While tracked out from my year-round middle school, I work part-time for an educational field trip company. Although I get to visit places like Philadelphia, New York, and North Carolina’s Outer Banks, most often I spend my breaks with groups in our nation’s capital: Washington, DC.
Because I have seen many of the attractions and locations so many times that I’ve lost count, I find myself drawn in to observing the people who surround me at each place. People-watching can be a fun hobby in any situation, but I’ve noticed a common trait among visitors to one site that is most fascinating.
Many people from all over the country include Arlington National Cemetery as part of their plans, specifically to observe the changing of the guard at the Tomb of the Unknown Soldier.

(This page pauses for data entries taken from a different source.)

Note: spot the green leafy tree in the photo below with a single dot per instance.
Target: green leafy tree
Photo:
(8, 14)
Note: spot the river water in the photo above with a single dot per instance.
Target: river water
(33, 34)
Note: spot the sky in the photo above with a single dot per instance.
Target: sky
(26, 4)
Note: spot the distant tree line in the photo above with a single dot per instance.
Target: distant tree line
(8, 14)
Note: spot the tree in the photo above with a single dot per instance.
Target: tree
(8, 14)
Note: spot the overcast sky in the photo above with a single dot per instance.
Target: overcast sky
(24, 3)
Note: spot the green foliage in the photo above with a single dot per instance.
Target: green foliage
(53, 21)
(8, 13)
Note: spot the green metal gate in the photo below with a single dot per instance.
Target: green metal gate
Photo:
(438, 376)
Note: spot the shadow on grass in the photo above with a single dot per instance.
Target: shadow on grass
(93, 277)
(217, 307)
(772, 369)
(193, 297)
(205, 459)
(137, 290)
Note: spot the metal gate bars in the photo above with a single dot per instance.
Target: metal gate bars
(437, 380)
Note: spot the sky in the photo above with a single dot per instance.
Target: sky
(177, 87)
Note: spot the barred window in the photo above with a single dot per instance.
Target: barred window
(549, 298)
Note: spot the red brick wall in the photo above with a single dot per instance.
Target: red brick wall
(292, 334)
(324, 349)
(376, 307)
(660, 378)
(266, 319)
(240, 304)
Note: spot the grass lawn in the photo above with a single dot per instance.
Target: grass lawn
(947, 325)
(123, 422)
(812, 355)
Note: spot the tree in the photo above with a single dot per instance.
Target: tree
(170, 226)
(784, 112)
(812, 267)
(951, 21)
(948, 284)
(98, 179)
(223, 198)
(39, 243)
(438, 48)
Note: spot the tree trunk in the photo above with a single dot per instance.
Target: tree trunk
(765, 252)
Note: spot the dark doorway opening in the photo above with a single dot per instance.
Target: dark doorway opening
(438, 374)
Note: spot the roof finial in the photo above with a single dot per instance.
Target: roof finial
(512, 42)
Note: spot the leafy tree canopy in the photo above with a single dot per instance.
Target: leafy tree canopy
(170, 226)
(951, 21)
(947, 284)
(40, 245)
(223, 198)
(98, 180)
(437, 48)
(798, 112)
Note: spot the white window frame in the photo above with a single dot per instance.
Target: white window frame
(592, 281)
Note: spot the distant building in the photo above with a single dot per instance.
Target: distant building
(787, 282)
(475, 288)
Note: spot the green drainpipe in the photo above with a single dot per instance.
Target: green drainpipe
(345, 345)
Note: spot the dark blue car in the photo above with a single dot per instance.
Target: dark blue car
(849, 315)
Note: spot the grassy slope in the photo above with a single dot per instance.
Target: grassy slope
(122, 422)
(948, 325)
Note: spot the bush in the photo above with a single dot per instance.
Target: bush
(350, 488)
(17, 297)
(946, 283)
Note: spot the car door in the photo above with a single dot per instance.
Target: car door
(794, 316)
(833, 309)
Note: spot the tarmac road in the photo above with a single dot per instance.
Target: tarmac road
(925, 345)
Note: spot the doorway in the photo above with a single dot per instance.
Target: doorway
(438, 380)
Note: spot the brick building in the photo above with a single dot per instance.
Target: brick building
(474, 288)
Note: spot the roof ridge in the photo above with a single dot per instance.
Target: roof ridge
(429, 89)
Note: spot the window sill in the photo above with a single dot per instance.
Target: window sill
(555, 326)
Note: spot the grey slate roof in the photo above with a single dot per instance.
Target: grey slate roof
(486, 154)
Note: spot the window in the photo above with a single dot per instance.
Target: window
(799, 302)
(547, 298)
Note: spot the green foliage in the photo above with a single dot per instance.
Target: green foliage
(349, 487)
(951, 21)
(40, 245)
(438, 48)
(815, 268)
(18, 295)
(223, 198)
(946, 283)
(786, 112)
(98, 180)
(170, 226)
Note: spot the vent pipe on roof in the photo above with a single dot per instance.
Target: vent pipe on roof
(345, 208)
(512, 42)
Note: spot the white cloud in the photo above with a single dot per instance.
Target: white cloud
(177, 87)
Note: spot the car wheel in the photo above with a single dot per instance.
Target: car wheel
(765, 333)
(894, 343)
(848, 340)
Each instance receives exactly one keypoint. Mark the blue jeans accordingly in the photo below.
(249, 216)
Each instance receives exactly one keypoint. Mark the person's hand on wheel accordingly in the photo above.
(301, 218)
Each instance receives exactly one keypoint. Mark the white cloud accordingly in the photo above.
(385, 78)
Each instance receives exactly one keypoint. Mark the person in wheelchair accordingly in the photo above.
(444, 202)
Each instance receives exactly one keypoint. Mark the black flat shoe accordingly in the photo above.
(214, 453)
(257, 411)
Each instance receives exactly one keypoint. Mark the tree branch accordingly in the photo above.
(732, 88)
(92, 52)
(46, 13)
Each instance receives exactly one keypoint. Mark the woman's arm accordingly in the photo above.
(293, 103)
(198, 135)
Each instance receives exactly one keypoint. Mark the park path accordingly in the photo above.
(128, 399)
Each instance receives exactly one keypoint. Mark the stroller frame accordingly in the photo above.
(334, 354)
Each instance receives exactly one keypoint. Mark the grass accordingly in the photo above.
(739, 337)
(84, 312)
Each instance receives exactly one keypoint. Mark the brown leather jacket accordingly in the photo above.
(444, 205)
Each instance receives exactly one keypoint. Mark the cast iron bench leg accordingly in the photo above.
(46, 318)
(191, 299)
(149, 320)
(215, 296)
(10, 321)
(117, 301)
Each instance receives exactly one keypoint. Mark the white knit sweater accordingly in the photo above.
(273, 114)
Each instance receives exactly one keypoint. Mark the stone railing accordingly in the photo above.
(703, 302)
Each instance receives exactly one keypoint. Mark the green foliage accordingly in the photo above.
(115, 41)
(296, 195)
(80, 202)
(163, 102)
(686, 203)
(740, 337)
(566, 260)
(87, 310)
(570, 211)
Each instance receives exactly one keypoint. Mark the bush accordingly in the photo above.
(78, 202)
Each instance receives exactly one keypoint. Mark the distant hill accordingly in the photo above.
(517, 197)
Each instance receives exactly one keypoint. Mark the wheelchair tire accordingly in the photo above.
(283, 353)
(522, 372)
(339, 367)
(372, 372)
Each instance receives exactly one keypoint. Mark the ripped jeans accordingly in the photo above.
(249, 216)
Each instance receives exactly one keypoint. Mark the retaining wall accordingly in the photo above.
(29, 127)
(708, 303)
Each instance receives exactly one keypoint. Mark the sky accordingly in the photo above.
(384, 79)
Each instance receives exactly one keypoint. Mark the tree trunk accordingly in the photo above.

It is a solemn ritual that brings crowds throughout the day. If you are not familiar with it, the Tomb recognizes the sacrifice of all American soldiers, airmen, marines, and sailors who lost their lives without being identified. The Tomb is guarded twenty-four hours a day, 365 days a year by a lone member of the US Army’s Third Infantry Regiment. This solitary guard famously paces 21 steps back and forth across a rubber mat in a robotic dance of vigilance. A small number of people are almost always there watching this ritual.
But once an hour, or more often at certain times of the year, the silent process is interrupted by a perfectly orchestrated procedure in which the ranking officer directs the on-duty guard to handoff his duties to the next one. It is a simple, yet captivating, process.
And, that is what I find so curious. Why are we are drawn so strongly to witness this ritual? What is it about another person’s extreme level of dedication and commitment that interests us?
I have a theory. I think that it’s a combination of admiration for those who commit to something that we choose not and a simultaneous desire to replicate it that drive us to watch. We want to render a similar level of persistence and sacrifice, but many adults realize that we can not. As a result, we are mesmerized by the simple spectacle of watching others do what we are unable or unwilling to do.
What application do think that this phenomenon has for education? Can we engage our students with impressive feats of dedication? Maybe not. Can we pull them in with opportunities to serve their community and become “tomb guards” in other ways? I think so.
The challenge is not to motivate our students to provide dedicated service to their community. The challenge is to find ways to pass along the orders and give them a shift at the tomb.
What do you think will be the twenty-one paces for your students?